VARIPULSE™ Catheter

La fibrillazione atriale è un’alterazione del ritmo cardiaco che ha una prevalenza dell’1-2% nei Paesi occidentali, con numeri che crescono al crescere dell’età. Spesso silente e di per sé innocua, aumenta però notevolmente il rischio di ictus cerebrale: si stima che il 15-20% dei casi di ictus sia causato proprio dalla fibrillazione atriale.

Il trattamento di prima linea di questa aritmia consiste nell’assunzione di farmaci specifici che mantengono il ritmo cardiaco regolare, ma qualora questi non funzionassero, o smettessero di farlo, il passo successivo è l’ablazione transcatetere, eseguita per lo più in modalità “crio” o “termo”.

Esiste però anche la possibilità di utilizzare un campo pulsato: è ciò che fa per esempio la piattaforma Varipulse™, integrata con il sistema di mappatura Carto™ 3. Il sistema ha da poco ricevuto l’approvazione all’imissione in commercio in Giappone; a breve ruota arriva anche l’approvazione europea, con la marchiatura CE. 

«L’approvazione della marcatura CE per la piattaforma Varipulse™ rappresenta un progresso significativo nella tecnologia di ablazione transcatetere, consentendo agli elettrofisiologi di offrire ai pazienti in Europa un trattamento di ablazione a campo pulsato con mappatura 3D integrato in tempo reale – ha dichiarato Tom De Potter, direttore associato del Cardiovascular Center dell’OLV Hospital Aalst, in Belgio.

La piattaforma Varipulse™ è completamente integrata nel sistema Carto™ 3, consentendo un flusso di lavoro semplificato con un tempo di fluoroscopia minimo.

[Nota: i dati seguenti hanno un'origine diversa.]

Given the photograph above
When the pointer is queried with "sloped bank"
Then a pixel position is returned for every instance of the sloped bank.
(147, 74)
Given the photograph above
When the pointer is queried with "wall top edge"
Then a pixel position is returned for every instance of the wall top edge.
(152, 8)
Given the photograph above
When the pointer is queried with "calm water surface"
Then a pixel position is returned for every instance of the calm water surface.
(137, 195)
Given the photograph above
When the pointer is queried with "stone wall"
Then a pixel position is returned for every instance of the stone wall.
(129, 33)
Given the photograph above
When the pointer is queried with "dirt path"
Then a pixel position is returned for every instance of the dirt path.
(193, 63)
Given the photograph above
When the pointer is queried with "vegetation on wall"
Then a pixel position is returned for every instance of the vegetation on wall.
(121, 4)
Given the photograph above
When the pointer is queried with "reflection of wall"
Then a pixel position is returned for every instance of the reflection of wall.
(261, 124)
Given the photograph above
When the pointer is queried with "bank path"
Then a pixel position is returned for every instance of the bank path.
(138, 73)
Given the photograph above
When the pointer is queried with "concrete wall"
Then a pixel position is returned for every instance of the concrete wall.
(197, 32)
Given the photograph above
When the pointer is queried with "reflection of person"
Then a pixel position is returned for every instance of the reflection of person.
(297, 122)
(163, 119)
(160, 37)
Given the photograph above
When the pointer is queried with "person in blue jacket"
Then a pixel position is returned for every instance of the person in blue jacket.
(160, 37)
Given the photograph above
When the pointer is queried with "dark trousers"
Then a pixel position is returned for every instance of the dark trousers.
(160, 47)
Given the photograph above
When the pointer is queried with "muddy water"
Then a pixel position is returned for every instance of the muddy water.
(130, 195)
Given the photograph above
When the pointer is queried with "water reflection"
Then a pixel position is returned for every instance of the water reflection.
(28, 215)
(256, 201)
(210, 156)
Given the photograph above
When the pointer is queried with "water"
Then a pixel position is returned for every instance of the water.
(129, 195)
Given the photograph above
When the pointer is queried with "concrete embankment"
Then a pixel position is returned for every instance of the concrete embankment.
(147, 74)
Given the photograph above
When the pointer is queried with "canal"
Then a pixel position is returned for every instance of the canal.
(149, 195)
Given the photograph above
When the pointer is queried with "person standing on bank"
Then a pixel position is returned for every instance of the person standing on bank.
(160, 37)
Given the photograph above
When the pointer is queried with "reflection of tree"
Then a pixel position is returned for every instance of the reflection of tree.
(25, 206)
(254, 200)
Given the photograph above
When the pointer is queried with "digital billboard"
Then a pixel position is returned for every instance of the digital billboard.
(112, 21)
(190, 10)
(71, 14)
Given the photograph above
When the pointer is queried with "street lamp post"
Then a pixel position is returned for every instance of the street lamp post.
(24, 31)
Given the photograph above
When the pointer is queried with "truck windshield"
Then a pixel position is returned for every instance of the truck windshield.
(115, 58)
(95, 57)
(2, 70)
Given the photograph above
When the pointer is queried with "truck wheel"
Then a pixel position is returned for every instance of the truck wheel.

Cosa più importante è che i recenti dati pubblicati sulla piattaforma Varipulse™ dimostrano la sicurezza dell’uso dell’ablazione a campo pulsato per i pazienti trattati per fibrillazione atriale».

Dati dallo studio approvatorio

Lo studio che ha valutato efficacia e sicurezza di Varipulse™ si chiama inspIRE e ha visto l’arruolamento di 186 pazienti tra Canada ed Europa, in particolare Austria, Belgio, Repubblica Cieca, Francia, Lituania e Italia. Per il nostro Paese ha partecipato l’Ospedale Generale Regionale Miulli di Acquaviva delle Fonti (BA).

I dati del follow-up a un anno dall’intervento di ablazione sono stati presentati durante l’ultimo Simposio Annuale sulla fibrillazione atriale, tenutosi a Boston nel febbraio 2024.
Si vede come nell’80% dei pazienti che hanno ricevuto applicazioni ottimali di campo pulsato non si abbiano recidive né eventi avversi primari. Inoltre, nel 75,6% dei casi si è raggiunto l’endpoint primario di efficacia (PEE) stabilito, ovvero l’isolamento acuto della vena polmonare e la libertà da recidiva di aritmia atriale a 12 mesi.

In generale, non si sono verificati eventi avversi primari e la procedura ha permesso di ridurre i tempi di fluoroscopia.
Il che significa ridurre le radiazioni a carico del paziente. Jasmina Brooks, presidente di Biosense Webster, dichiara: «riteniamo che l’ablazione a campo pulsato abbia il potenziale di offrire flussi di lavoro più sicuri, coerenti ed efficienti, e che la piattaforma Varipulse™ offra ai medici un flusso di lavoro PFA semplice e riproducibile con visualizzazione 3D in tempo reale».